SRX Services Gateway
SRX Services Gateway

SRX550 High Memory strange issue

‎01-18-2019 01:22 AM

Hi All!

I have a strange issue with SRX550 High Memory.

It is connected to 2 ISPs with BGP (full view filtered /24).

After some time as BGP sessions come UP the log show:

Jan 17 22:53:06 srx550-1 fto_new: failed to allocate fto
Jan 17 22:53:06 srx550-1 RT: IPv4:0 - 205.253/16 (RT: Failed to allocate object for flow)
Jan 17 22:53:06 srx550-1 RT-HAL,rt_entry_add_msg_proc,3405: rt_halp_vectors->rt_create failed
Jan 17 22:53:06 srx550-1 RT-HAL,rt_entry_add_msg_proc,3466: proto ipv4,len 16 prefix 205.253/16 nh 1342
Jan 17 22:53:06 srx550-1 RT-HAL,rt_msg_handler,688: route process failed
Jan 17 22:53:06 srx550-1 fto_new: failed to allocate fto
Jan 17 22:53:06 srx550-1 RT: IPv4:0 - 49.40.33/24 (RT: Failed to allocate object for flow)
Jan 17 22:53:06 srx550-1 RT-HAL,rt_entry_add_msg_proc,3405: rt_halp_vectors->rt_create failed
Jan 17 22:53:06 srx550-1 RT-HAL,rt_entry_add_msg_proc,3466: proto ipv4,len 24 prefix 49.40.33/24 nh 1342
Jan 17 22:53:06 srx550-1 RT-HAL,rt_msg_handler,688: route process failed

 

The commands "show chassis routing-engine", "show security flow" does not returns any suspisious info.

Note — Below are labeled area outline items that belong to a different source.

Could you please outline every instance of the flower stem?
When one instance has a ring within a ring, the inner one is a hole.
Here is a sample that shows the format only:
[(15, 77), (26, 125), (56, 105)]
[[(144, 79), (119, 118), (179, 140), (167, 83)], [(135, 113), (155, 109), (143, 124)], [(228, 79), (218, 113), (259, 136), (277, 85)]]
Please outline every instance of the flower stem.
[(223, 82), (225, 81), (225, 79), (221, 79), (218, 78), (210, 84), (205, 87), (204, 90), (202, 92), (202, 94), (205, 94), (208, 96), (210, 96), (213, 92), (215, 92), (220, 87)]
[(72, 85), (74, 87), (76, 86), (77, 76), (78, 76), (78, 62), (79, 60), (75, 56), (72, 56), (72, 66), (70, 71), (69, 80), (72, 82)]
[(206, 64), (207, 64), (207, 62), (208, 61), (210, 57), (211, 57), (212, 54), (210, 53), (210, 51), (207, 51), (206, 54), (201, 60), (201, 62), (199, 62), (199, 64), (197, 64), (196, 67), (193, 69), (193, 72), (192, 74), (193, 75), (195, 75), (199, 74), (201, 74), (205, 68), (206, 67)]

I tried to filter routes with /23 - still the same.

Moreover, another SRX of the same model with same config works like a charm.

I assumed that it is smth wrong with DRAM, so I took DRAM modules from "working" SRX and put them to the "bad" one, but it did not help.

I will really appreciate any help, thank you!

 

19 REPLIES 19
SRX Services Gateway

Re: SRX550 High Memory strange issue

‎01-18-2019 02:49 AM

The memory issue may be because you are exceeding the maximum bgp route table size on the srx550 which is only 712k routes.  With dual full tables you will have a very large rib and fib that likely is over this limit.

 

https://www.juniper.net/us/en/local/pdf/datasheets/1000281-en.pdf

 

Steve Puluka BSEET - Juniper Ambassador
IP Architect - DQE Communications Pittsburgh, PA (Metro Ethernet & ISP)
http://puluka.com/home
SRX Services Gateway

Re: SRX550 High Memory strange issue

‎01-18-2019 02:57 AM

Thx, but that is not the reason, as:

1. another device of the same model works with the same configuration

2. reducing route size to /23 (that's less than 712k) makes no difference

SRX Services Gateway

Re: SRX550 High Memory strange issue

‎01-18-2019 11:34 PM

Hello Dmytro,

 

Can you share a "show route summary" command from both SRXs?

 

Pura Vida from Costa Rica - Mark as Resolved if it applies.
Kudos are appreciated too!
SRX Services Gateway

Re: SRX550 High Memory strange issue

[ Edited ]
‎01-19-2019 06:03 AM

Hi there!

That's how it looks like on a "good" working srx:

inet.0: 739887 destinations, 1463164 routes (735990 active, 0 holddown, 5753 hidden)
Direct: 4 routes, 4 active
Local: 4 routes, 4 active
BGP: 1463152 routes, 735978 active
Static: 3 routes, 3 active
Aggregate: 1 routes, 1 active

 

Unfortunatelly, I can't provide you the same info for the "bad" one as it is not connected to any upstream right now.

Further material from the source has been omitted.